A problemática da terra em Angola, remonta de há muitos anos. A gestão, uso e posse da terra exige, e exigirá sempre, uma atenção especial por quanto é um recurso muito importante para a vida dos angolanos de todos os extractos, em especial das comunidades rurais, aquelas que vivem da terra, dela retirando todos os recursos de que necessitam para a sua sobrevivência.

As reflexões sobre a problemática fundiária em Angola começaram a ganhar corpo, ainda que com intervenções esporádicas e não articuladas, mesmo antes do início do processo de elaboração da nova Lei de Terras. Nesta altura, apesar de este ser um problema real, não era sentido como tal devido o contexto de conflito armado.
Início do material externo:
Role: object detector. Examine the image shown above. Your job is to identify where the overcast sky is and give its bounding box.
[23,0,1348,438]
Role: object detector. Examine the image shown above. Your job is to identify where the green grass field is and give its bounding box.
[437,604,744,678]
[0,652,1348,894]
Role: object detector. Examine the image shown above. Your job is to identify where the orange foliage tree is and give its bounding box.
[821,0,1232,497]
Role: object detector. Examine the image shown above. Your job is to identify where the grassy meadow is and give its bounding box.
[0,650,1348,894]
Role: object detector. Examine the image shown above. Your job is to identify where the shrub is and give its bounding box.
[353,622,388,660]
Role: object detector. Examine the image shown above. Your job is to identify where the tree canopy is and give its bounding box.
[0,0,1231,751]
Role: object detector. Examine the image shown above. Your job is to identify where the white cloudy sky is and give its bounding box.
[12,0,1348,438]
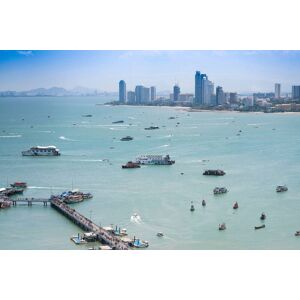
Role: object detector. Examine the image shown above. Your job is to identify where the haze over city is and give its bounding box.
[0,50,300,93]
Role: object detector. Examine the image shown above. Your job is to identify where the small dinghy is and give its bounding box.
[260,213,266,221]
[219,223,226,230]
[254,224,266,230]
[190,201,195,211]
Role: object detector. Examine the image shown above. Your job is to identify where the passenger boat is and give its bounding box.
[22,146,60,156]
[219,223,226,230]
[130,238,149,248]
[136,154,175,165]
[10,182,27,189]
[120,135,133,142]
[145,126,159,130]
[254,224,266,230]
[122,161,141,169]
[203,170,226,176]
[214,187,228,195]
[276,185,288,193]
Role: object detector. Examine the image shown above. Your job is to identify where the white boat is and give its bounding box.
[136,155,175,165]
[22,146,60,156]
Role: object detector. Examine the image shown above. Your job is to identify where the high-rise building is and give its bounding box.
[150,86,156,101]
[275,83,281,99]
[119,80,126,103]
[216,86,225,105]
[127,91,135,103]
[292,85,300,99]
[201,79,214,106]
[229,93,238,104]
[194,71,202,105]
[135,85,150,104]
[173,84,180,101]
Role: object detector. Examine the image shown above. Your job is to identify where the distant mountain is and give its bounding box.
[0,86,110,97]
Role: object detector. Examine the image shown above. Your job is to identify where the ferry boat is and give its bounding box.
[22,146,60,156]
[122,161,141,169]
[136,154,175,165]
[214,187,228,195]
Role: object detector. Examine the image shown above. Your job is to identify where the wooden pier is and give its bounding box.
[10,198,51,206]
[48,199,129,250]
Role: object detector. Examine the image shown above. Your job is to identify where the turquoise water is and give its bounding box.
[0,97,300,249]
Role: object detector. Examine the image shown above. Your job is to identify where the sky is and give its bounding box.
[0,50,300,93]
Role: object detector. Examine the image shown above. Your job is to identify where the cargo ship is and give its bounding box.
[136,154,175,165]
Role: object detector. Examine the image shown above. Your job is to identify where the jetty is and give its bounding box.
[50,199,129,250]
[10,198,51,206]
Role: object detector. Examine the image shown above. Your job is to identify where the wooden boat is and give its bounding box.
[254,224,266,229]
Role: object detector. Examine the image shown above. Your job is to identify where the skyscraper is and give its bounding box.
[119,80,126,103]
[275,83,281,99]
[150,86,156,101]
[173,84,180,101]
[292,85,300,99]
[216,86,225,105]
[127,91,135,103]
[135,85,150,104]
[194,71,202,105]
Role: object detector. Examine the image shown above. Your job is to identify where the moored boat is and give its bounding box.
[22,146,60,156]
[122,161,141,169]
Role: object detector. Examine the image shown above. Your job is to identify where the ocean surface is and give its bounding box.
[0,97,300,249]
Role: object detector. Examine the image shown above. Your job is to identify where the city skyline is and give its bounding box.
[0,50,300,93]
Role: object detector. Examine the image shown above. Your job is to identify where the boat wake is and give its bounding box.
[0,134,22,139]
[59,135,77,142]
[130,214,142,224]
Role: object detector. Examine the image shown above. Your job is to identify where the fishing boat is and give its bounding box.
[260,213,266,221]
[120,135,133,142]
[219,223,226,230]
[214,187,228,195]
[145,126,159,130]
[10,182,27,189]
[22,146,60,156]
[122,161,141,169]
[276,185,288,193]
[203,170,226,176]
[254,224,266,230]
[136,154,175,165]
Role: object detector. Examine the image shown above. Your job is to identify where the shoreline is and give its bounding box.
[102,104,300,115]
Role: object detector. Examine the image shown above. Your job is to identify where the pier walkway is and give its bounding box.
[48,199,129,250]
[10,198,51,206]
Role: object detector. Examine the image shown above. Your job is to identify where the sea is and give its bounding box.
[0,96,300,251]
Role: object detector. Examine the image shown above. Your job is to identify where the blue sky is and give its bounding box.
[0,50,300,93]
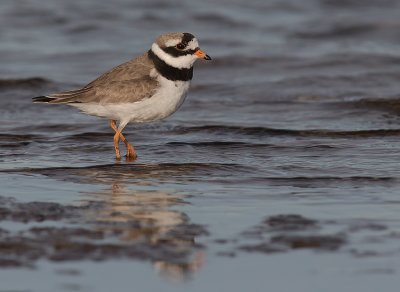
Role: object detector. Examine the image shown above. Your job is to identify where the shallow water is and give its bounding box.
[0,0,400,291]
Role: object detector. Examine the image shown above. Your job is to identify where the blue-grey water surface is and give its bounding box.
[0,0,400,292]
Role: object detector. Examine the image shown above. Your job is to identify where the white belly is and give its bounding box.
[73,76,190,123]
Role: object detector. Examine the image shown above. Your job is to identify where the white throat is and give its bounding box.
[151,43,198,69]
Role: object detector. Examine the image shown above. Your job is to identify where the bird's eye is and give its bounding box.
[176,43,186,50]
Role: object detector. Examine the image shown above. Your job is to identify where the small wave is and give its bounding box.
[194,13,250,28]
[294,24,379,39]
[0,77,52,89]
[176,125,400,138]
[0,163,253,183]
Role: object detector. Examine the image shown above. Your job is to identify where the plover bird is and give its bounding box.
[33,32,211,159]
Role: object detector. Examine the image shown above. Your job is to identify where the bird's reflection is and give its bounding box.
[79,177,205,282]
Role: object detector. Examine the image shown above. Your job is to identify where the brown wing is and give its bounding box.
[47,76,157,104]
[34,52,157,104]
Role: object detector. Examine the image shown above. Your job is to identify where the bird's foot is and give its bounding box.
[126,144,137,160]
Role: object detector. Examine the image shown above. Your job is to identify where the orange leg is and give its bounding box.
[111,120,121,159]
[111,120,137,159]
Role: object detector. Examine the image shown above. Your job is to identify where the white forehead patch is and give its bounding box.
[165,38,199,50]
[187,38,199,50]
[165,39,181,47]
[151,43,198,69]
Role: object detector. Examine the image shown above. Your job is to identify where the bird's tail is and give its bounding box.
[32,96,54,103]
[32,87,92,103]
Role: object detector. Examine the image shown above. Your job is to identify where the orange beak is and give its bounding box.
[194,49,211,60]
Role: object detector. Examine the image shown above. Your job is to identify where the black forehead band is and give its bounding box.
[182,32,194,45]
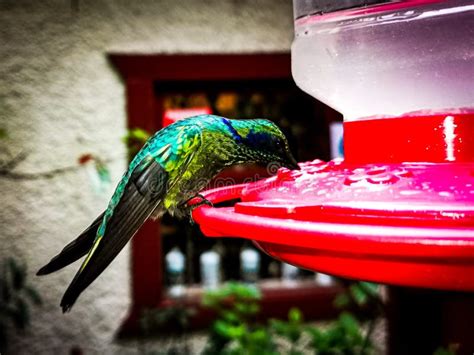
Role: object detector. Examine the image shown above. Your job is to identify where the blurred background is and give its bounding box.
[0,0,360,354]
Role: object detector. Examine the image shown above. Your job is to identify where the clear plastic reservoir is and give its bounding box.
[292,0,474,121]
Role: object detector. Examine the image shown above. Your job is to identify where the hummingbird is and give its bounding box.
[37,115,299,312]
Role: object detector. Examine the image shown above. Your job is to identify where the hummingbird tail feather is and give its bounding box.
[36,213,104,275]
[61,163,167,312]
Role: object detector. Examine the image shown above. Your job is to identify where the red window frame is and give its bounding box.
[109,53,341,337]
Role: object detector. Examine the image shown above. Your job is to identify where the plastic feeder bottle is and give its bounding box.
[193,0,474,354]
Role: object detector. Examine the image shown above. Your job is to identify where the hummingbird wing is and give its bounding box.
[61,126,201,312]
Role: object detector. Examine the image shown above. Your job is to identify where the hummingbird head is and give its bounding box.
[229,119,299,169]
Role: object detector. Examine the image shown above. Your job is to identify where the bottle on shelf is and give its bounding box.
[199,250,221,289]
[281,263,298,285]
[240,246,260,284]
[165,247,185,297]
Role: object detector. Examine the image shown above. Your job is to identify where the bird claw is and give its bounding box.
[184,194,214,225]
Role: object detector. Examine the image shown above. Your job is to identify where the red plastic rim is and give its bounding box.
[193,114,474,291]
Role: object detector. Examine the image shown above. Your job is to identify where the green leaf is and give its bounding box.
[334,293,351,308]
[288,307,303,323]
[214,320,245,339]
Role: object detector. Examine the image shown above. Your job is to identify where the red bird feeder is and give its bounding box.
[193,0,474,354]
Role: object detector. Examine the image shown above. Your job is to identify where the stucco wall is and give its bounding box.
[0,0,292,354]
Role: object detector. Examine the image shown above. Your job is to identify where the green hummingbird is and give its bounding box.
[37,115,298,312]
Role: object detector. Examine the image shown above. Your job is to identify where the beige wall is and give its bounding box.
[0,0,292,354]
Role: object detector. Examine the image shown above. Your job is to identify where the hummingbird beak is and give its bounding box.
[282,153,300,170]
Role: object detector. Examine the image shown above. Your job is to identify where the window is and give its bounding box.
[110,53,341,335]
Com o fim da guerra e, consequentemente, o regresso das populações para as suas zonas de origem, começaram a registar-se pequenos focos de conflitos quanto ao acesso à terra para o cultivo, habitação, pastagem do gado, etc.

O presente folheto procura responder a quatro grandes questões que a seguir se colocam, nomeadamente:

1. PROCESSO DE FUNDAÇÃO DA REDE TERRA;
2. OBJECTIVOS DA CRIAÇÃO DA REDE TERRA;
3. ACTIVIDADES JÁ REALIZADAS PELA REDE TERRA;
4. PERSPECTIVAS PARA O FUTURO.

SURGIMENTO

A partir da constatação de que a Lei 21-C/92, de 28 de Agosto, era uma lei que não considerava os múltiplos usos a que a terra está sujeita; considerando a urgente necessidade de ordenar e harmonizar os diferentes interesses que recaíam sobre a terra, o Governo da República de Angola, apresentou, em Abril de 2002, um Anteprojecto de Lei de Terras, para que fosse discutido e melhorado pelos diferentes segmentos da vida nacional.

Foi neste contexto que um grupo de ONGs, nacionais e internacionais, juntou-se para dar o seu contributo no processo de elaboração da nova lei de terras. No começo das suas actividades, o grupo reunia-se de maneira informal abordando questões ligadas a defesa dos direitos fundiários das comunidades rurais e peri-urbanas. O interesse pelas questões ligadas a terra sensibilizou outras Organizações da Sociedade Civil que também aderiram a esta causa. Desta forma, a Rede Terra tornou-se então, num consórcio de Organizações não Governamentais, que trabalham em questões ligadas ao desenvolvimento rural e de defesa dos direitos do cidadão cuja apresentação oficial deu-se em conferência de imprensa, a 26 de Novembro de 2002, no Hotel Tivolí em Luanda. Aí foram apresentados os objectivos e o programa de acção da Rede Terra.